McGoogan questions: what did Franklin do, really? During his first Arctic exploration, a whole lot of his men died. In his last, they all did.
“Others, given the benefit of hindsight and the accretion of evidence, have wondered whether Franklin was as competent as some of his contemporaries believed,” writes McGoogan.
Actually, there is a good chance Franklin wouldn’t have been north to get lost without his wife.
Lady Franklin was the Kim Kardashian of her day—excellent at marketing, self-promotion, making an advantageous marriage, furthering her husband’s reputation and managing public perception. That intake of breath you just heard was Northwest Passage armchair enthusiasts suddenly feeling offended and not knowing why.
McGoogan writes: “Jane Franklin understood that, as regards to history and enduring reputation, perception creates the only truth that counts. And at controlling perception, she knew no peers.” Except Kim Kardashian. And she wasn’t born yet.
Actually, Lady Franklin should get more credit for her role in arctic exploration. It was she who pushed Parliament and the Admiralty to look for Franklin. The parties who went out looking explored and documented more coastlines and entry points into the arctic. She herself financed and organized key expeditions.
“But for her, the opening of the Arctic would have required additional decades,” McGoogan writes.
And she, like women then (and now?), was overlooked. She remained committed to ensuring her husband’s place in history, despite her own accomplishments, which were extensive. She circumnavigated the globe at age 70 in sailing ships for goodness sakes. McGoogan has a whole book about her called Lady Franklin’s Revenge. Her machinations and overlooked contributions feel contemporary. It’s not like that never happens now.
So who did in fact discover the Northwest Passage? McGoogan leaves it open to interpretation. Certainly, it was group effort spread over decades and compounding knowledge. An explorer named John Rae found the final link in the first navigable Northwest Passage. He too gets overlooked thanks to Lady Franklin’s public relations campaign.
But we should be careful about assigning credit where it doesn’t belong. “In truth, Franklin discovered no Passage,” McGoogan writes. “The man himself died a few months after his ships got trapped in the pack ice.
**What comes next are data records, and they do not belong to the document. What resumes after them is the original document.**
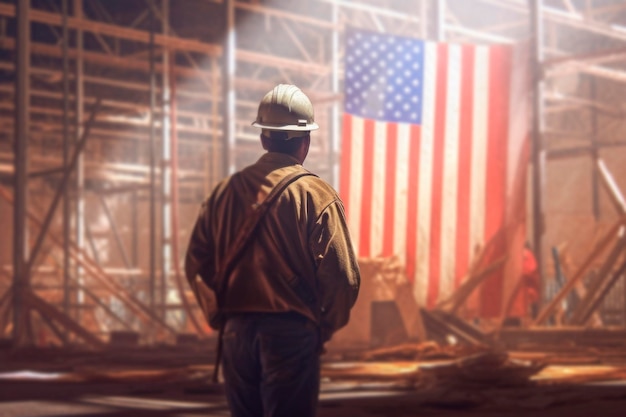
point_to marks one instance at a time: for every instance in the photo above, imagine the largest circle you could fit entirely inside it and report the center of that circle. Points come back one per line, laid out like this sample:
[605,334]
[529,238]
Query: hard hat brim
[299,128]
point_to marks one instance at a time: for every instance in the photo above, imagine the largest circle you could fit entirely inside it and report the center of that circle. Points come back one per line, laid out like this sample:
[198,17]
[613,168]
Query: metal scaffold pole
[79,102]
[66,154]
[537,129]
[228,87]
[21,276]
[152,152]
[166,174]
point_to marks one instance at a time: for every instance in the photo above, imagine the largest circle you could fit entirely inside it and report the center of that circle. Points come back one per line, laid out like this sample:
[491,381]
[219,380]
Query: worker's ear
[303,151]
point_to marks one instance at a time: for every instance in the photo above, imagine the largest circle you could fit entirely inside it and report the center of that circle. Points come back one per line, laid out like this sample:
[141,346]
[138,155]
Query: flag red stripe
[346,166]
[412,193]
[368,185]
[464,167]
[390,188]
[499,89]
[437,184]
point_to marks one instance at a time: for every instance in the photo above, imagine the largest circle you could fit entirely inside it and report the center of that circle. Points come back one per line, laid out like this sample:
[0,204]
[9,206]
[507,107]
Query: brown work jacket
[300,258]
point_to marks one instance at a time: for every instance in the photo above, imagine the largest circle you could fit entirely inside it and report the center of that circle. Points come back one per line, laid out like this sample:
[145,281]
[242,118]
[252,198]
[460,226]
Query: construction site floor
[172,383]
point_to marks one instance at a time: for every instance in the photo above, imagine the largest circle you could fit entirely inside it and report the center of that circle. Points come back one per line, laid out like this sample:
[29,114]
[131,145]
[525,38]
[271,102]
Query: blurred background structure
[118,117]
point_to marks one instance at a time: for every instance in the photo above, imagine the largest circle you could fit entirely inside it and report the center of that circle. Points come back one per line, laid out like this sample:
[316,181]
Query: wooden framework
[105,59]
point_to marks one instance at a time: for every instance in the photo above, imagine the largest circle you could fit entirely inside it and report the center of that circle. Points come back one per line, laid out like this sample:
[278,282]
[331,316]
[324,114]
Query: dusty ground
[172,383]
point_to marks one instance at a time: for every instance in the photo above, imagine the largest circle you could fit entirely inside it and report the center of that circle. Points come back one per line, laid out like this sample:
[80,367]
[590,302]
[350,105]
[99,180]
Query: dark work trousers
[271,365]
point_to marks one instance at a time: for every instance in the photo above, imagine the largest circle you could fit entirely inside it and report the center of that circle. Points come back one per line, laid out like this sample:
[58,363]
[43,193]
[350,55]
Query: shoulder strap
[242,239]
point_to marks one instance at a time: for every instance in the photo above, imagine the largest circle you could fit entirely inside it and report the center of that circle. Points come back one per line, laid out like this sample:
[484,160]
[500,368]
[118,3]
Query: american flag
[434,157]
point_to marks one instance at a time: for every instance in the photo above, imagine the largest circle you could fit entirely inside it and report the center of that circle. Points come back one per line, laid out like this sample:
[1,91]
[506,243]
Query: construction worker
[295,280]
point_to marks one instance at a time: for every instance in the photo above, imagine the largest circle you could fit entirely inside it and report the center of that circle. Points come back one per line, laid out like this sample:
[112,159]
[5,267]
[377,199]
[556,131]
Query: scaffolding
[126,114]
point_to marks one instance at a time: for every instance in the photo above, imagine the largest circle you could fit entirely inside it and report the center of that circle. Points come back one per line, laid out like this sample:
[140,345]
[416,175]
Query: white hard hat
[286,108]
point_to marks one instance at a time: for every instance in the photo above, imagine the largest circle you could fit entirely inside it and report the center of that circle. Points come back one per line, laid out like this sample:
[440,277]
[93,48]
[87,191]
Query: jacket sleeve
[200,257]
[337,270]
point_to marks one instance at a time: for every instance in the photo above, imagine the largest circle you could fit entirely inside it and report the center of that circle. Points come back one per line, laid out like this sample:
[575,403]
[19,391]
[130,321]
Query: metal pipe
[166,164]
[228,87]
[152,152]
[595,181]
[174,219]
[537,129]
[80,232]
[57,197]
[66,155]
[21,276]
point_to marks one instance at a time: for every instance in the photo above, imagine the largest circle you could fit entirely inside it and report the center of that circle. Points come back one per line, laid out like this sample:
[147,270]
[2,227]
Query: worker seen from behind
[272,243]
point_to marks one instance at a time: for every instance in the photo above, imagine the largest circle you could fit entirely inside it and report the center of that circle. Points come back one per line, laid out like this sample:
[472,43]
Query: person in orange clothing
[524,301]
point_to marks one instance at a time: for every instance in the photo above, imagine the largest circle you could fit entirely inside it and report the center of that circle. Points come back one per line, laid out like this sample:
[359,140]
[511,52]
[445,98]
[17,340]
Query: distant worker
[285,283]
[524,301]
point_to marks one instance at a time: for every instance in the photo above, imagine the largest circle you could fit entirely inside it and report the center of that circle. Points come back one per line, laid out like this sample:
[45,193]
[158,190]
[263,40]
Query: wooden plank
[600,247]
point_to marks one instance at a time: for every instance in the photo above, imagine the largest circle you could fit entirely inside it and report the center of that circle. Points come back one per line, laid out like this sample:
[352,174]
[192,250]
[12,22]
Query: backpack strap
[236,250]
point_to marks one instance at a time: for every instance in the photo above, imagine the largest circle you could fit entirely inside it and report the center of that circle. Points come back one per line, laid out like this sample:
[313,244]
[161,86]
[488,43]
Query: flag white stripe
[421,283]
[402,190]
[479,149]
[380,173]
[450,173]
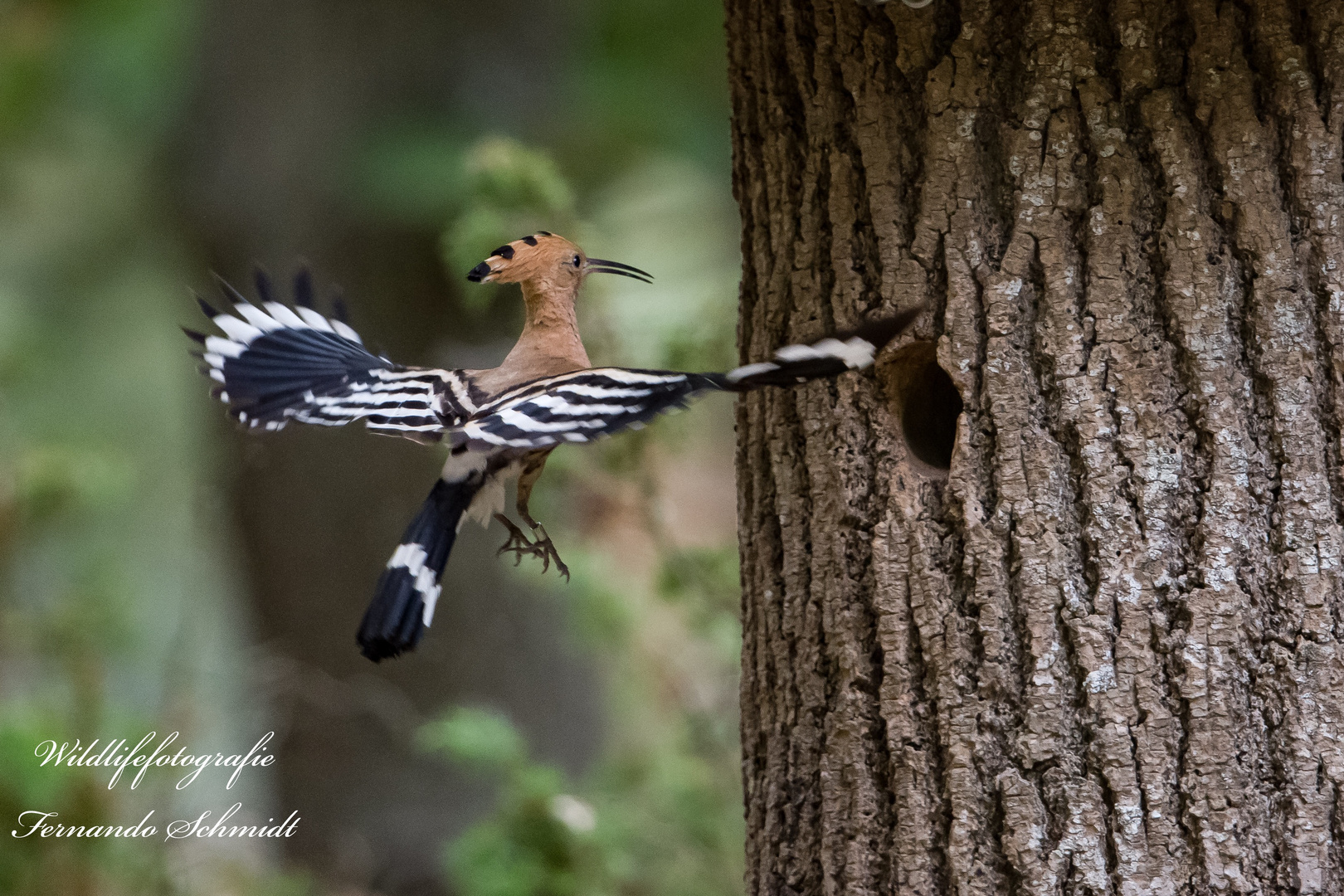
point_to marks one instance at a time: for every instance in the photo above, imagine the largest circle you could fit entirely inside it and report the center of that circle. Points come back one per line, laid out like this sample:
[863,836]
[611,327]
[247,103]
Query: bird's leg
[542,547]
[518,543]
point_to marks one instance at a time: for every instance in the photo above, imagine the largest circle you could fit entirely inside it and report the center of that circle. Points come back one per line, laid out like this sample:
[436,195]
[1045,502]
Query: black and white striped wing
[277,364]
[578,407]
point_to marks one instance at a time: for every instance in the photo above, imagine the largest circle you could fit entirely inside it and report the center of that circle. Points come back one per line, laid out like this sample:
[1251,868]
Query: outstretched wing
[277,364]
[580,407]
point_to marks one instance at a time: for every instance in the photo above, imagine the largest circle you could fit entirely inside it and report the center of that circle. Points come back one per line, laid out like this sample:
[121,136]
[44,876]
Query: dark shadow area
[926,403]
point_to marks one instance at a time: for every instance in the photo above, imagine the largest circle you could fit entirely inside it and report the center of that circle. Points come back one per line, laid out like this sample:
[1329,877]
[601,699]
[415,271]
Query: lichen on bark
[1099,653]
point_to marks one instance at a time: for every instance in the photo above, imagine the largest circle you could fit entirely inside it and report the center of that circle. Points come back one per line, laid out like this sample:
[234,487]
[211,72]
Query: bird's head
[548,262]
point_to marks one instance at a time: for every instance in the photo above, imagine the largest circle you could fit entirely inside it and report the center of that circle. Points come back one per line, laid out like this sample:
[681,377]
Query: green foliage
[511,190]
[541,841]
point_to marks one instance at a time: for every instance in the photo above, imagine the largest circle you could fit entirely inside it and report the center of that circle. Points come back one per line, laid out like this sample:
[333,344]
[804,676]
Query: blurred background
[163,571]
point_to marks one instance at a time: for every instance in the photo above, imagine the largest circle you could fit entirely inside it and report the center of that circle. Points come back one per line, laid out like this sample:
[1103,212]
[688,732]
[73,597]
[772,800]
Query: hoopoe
[275,364]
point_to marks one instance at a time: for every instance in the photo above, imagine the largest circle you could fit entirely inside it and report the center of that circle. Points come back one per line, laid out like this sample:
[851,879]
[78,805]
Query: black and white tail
[275,364]
[830,356]
[582,406]
[407,592]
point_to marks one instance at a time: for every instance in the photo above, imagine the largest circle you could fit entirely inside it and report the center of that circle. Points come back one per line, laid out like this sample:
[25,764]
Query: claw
[516,542]
[541,548]
[548,553]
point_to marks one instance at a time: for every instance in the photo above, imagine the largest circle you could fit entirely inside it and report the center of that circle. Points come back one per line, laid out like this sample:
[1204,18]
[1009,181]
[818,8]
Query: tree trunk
[1092,646]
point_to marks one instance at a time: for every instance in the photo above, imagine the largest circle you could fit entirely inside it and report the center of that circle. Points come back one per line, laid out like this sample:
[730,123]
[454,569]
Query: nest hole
[926,403]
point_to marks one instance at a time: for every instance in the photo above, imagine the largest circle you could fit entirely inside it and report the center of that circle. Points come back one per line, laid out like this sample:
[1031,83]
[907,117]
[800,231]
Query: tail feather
[407,592]
[830,356]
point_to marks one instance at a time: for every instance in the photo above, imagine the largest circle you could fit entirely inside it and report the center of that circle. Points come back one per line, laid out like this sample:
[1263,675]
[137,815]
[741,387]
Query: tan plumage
[275,364]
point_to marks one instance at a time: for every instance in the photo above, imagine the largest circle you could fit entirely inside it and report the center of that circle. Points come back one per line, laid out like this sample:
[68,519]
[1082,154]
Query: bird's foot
[548,553]
[522,546]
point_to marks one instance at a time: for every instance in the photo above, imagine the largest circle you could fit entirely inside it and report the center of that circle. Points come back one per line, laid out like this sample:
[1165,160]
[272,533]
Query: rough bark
[1099,653]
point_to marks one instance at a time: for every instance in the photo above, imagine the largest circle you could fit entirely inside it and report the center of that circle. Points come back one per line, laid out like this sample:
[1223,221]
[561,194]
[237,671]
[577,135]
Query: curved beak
[600,266]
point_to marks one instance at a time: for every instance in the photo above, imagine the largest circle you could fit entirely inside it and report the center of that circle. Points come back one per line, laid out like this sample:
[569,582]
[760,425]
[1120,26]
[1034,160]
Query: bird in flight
[275,363]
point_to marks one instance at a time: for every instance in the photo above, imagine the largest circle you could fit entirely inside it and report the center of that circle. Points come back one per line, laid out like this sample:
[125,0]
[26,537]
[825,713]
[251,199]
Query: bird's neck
[550,343]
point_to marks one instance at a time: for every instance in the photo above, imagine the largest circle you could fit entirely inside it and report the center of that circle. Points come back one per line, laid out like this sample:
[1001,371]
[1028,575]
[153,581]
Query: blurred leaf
[475,737]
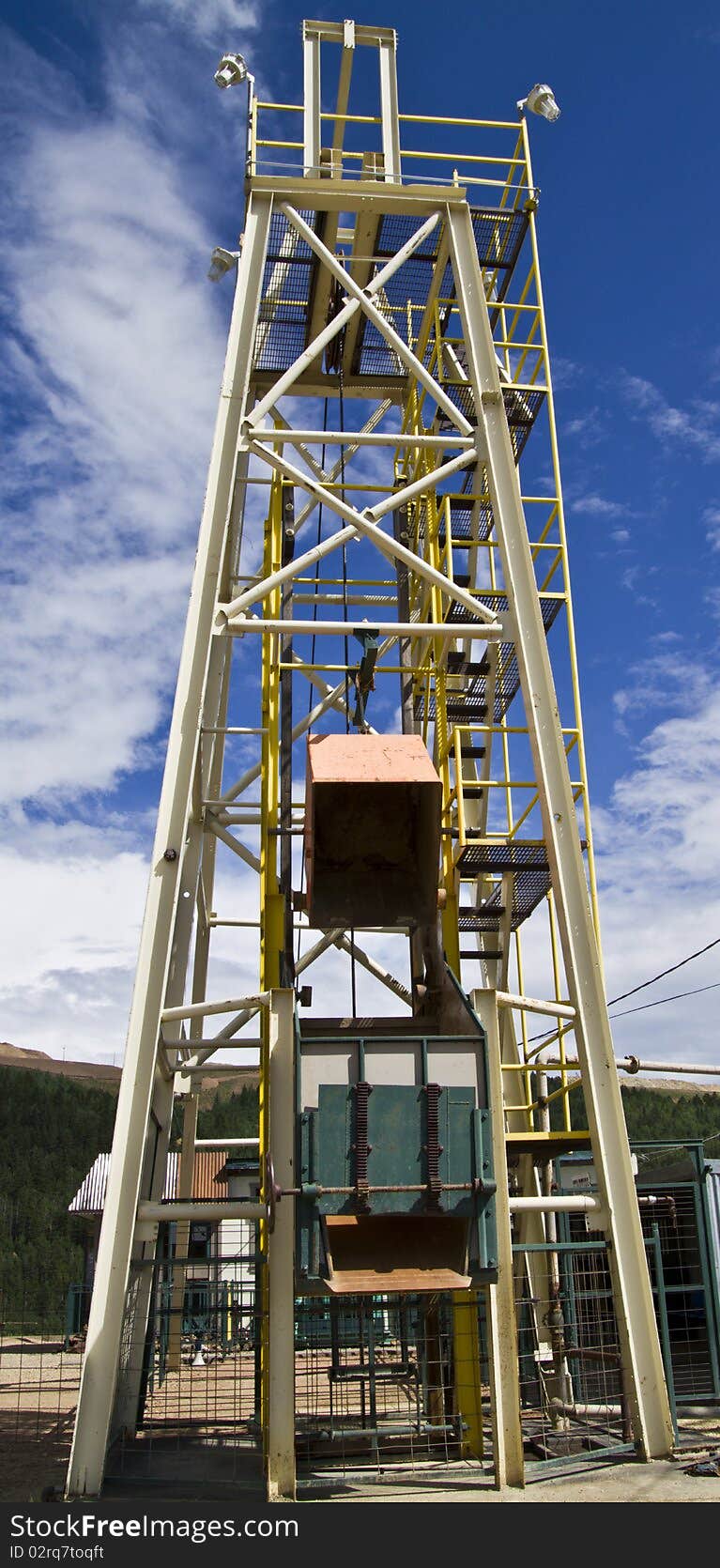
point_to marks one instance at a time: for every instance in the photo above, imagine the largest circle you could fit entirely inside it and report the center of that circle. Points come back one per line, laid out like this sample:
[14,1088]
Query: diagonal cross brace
[367,524]
[339,322]
[362,299]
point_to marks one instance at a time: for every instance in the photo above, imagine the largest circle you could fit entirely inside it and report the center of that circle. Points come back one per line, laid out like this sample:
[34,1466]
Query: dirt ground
[38,1397]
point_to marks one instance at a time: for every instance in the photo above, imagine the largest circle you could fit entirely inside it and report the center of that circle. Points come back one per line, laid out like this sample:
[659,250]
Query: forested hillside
[51,1130]
[654,1114]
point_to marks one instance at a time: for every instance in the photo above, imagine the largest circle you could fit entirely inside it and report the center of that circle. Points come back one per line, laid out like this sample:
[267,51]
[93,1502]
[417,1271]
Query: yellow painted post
[271,905]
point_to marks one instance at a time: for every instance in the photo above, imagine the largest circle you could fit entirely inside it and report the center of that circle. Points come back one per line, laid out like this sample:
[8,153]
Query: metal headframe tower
[386,364]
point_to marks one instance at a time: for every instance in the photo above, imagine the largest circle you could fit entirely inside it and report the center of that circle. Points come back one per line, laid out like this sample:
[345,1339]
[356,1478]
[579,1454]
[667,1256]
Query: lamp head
[231,70]
[540,100]
[220,262]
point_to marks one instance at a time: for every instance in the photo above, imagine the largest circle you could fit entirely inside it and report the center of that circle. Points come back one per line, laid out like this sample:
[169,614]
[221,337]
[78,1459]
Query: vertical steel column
[502,1325]
[311,118]
[390,110]
[182,1233]
[281,1253]
[633,1294]
[156,945]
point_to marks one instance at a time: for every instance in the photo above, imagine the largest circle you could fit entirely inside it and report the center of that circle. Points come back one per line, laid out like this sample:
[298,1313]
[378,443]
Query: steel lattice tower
[395,297]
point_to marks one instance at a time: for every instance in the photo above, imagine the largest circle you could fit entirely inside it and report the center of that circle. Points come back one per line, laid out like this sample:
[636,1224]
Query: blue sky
[123,168]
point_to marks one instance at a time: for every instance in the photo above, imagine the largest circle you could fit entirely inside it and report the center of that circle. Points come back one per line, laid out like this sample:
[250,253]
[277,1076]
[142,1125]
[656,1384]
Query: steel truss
[413,313]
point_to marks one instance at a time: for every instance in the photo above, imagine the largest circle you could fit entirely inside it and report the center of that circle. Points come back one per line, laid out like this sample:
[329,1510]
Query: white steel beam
[390,112]
[311,118]
[502,1325]
[240,624]
[100,1374]
[281,1253]
[367,524]
[637,1325]
[362,297]
[339,322]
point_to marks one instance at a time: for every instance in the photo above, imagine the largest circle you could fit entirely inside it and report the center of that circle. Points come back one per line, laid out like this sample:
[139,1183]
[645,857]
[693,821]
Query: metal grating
[285,294]
[529,886]
[521,408]
[469,704]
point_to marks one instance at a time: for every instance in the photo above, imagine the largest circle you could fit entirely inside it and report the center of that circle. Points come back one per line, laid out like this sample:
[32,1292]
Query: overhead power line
[677,997]
[645,983]
[643,987]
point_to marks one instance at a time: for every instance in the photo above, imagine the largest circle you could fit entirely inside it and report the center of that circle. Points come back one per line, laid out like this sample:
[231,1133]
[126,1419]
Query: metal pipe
[205,1008]
[390,438]
[634,1065]
[579,1203]
[203,1211]
[226,1144]
[490,632]
[530,1004]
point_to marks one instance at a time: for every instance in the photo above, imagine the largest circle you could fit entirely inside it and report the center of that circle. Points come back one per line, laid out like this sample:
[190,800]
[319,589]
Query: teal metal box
[395,1178]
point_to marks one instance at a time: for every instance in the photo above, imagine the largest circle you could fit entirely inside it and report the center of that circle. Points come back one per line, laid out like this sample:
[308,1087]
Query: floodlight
[231,70]
[540,100]
[220,262]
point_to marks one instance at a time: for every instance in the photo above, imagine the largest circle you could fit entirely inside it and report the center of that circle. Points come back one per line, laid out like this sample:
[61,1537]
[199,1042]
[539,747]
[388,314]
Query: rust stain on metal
[372,831]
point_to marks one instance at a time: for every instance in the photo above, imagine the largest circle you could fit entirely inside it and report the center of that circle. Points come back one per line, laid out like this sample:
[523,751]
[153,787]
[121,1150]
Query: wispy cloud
[711,519]
[595,505]
[107,395]
[696,427]
[659,856]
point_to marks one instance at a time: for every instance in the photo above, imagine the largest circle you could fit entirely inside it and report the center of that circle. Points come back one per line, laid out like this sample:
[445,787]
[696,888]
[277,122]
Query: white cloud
[209,19]
[711,519]
[696,427]
[659,869]
[598,507]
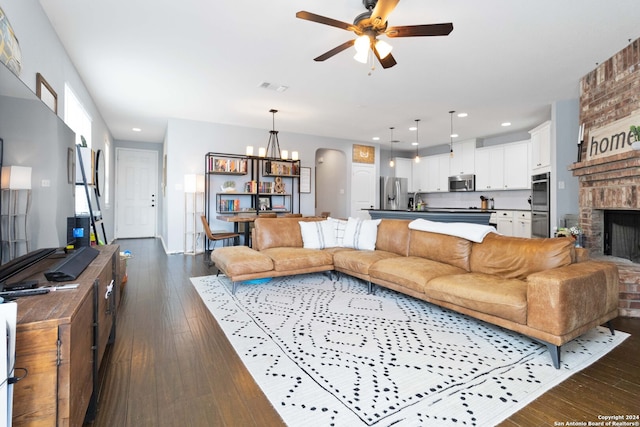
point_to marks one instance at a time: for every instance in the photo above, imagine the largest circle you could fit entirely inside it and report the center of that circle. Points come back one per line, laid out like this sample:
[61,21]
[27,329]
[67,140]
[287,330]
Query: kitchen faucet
[415,200]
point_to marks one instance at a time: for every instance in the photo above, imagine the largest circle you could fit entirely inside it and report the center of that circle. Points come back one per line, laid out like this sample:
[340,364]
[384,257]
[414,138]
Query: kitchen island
[475,216]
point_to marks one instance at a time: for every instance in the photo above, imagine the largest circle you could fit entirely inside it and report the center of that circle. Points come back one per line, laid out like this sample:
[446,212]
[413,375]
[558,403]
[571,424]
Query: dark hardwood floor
[171,364]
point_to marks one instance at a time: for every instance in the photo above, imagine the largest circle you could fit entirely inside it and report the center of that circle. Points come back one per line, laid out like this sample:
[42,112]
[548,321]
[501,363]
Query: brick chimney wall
[609,93]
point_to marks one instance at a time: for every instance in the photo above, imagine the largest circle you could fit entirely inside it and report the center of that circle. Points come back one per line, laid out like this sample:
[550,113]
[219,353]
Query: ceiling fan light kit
[371,24]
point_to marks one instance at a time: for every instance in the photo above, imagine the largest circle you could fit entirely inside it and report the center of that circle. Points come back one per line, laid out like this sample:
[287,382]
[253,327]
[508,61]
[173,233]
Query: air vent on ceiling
[273,86]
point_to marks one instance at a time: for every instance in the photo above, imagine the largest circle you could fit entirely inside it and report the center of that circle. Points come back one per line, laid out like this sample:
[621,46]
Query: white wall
[187,143]
[564,152]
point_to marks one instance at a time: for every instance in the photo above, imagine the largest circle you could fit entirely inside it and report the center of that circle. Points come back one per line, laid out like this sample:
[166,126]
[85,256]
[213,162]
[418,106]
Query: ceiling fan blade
[335,50]
[420,30]
[386,62]
[381,11]
[326,21]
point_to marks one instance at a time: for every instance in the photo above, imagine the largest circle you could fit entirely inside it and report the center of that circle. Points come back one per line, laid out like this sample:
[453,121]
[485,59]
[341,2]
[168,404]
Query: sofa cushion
[440,247]
[317,234]
[339,225]
[361,233]
[278,232]
[504,298]
[290,259]
[359,261]
[411,272]
[393,236]
[518,257]
[239,260]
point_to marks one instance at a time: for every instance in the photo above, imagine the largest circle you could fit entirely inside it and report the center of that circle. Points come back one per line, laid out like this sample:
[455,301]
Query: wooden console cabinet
[60,340]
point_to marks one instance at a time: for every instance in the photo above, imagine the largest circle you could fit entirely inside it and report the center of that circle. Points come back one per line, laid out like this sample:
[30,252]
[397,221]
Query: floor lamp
[16,201]
[193,209]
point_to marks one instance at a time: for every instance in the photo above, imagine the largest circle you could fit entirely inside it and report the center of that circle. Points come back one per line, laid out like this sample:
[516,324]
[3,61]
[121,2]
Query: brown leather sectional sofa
[543,288]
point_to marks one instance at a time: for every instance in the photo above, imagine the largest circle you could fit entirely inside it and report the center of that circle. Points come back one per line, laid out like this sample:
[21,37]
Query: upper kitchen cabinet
[404,169]
[541,148]
[435,173]
[517,170]
[503,167]
[463,161]
[490,168]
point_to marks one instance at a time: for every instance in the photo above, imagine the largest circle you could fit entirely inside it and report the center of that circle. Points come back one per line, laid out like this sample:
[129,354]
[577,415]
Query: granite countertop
[456,210]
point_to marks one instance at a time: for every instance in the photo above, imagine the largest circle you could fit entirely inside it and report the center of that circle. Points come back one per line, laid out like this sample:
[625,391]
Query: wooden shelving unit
[260,185]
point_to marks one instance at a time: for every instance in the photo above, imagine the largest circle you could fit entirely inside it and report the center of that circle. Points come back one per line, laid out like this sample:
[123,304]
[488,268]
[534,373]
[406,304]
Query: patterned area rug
[327,354]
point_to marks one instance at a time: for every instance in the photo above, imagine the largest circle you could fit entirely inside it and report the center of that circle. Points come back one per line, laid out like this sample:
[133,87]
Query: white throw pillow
[339,225]
[317,234]
[469,231]
[361,233]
And when his crews marched south to seek help, they forged no link in any chain.”
Other contemporary writers support McGoogan’s stance.
Dead Reckoning, although written about events long past, is actually a cautionary tale, about the arrogance of ignoring the intelligence of people around you, of overlooking the contribution of women and marginalized peoples, and about the frailty of history.
History isn’t set: it’s flexible, depending on one’s interpretation. It’s worth considering, as each day slips into the past, what story we’re actually telling and how it will be reinterpreted, more truthfully, at some point in the future. Revisionist history is a popular topic right now, and will continue to be until we ensure voices are heard in equal measure.
Also, McGoogan has a blog that you can read here and a plentiful booklist with several titles about Arctic exploration to choose from. His books might be the only sort my father and I agree about.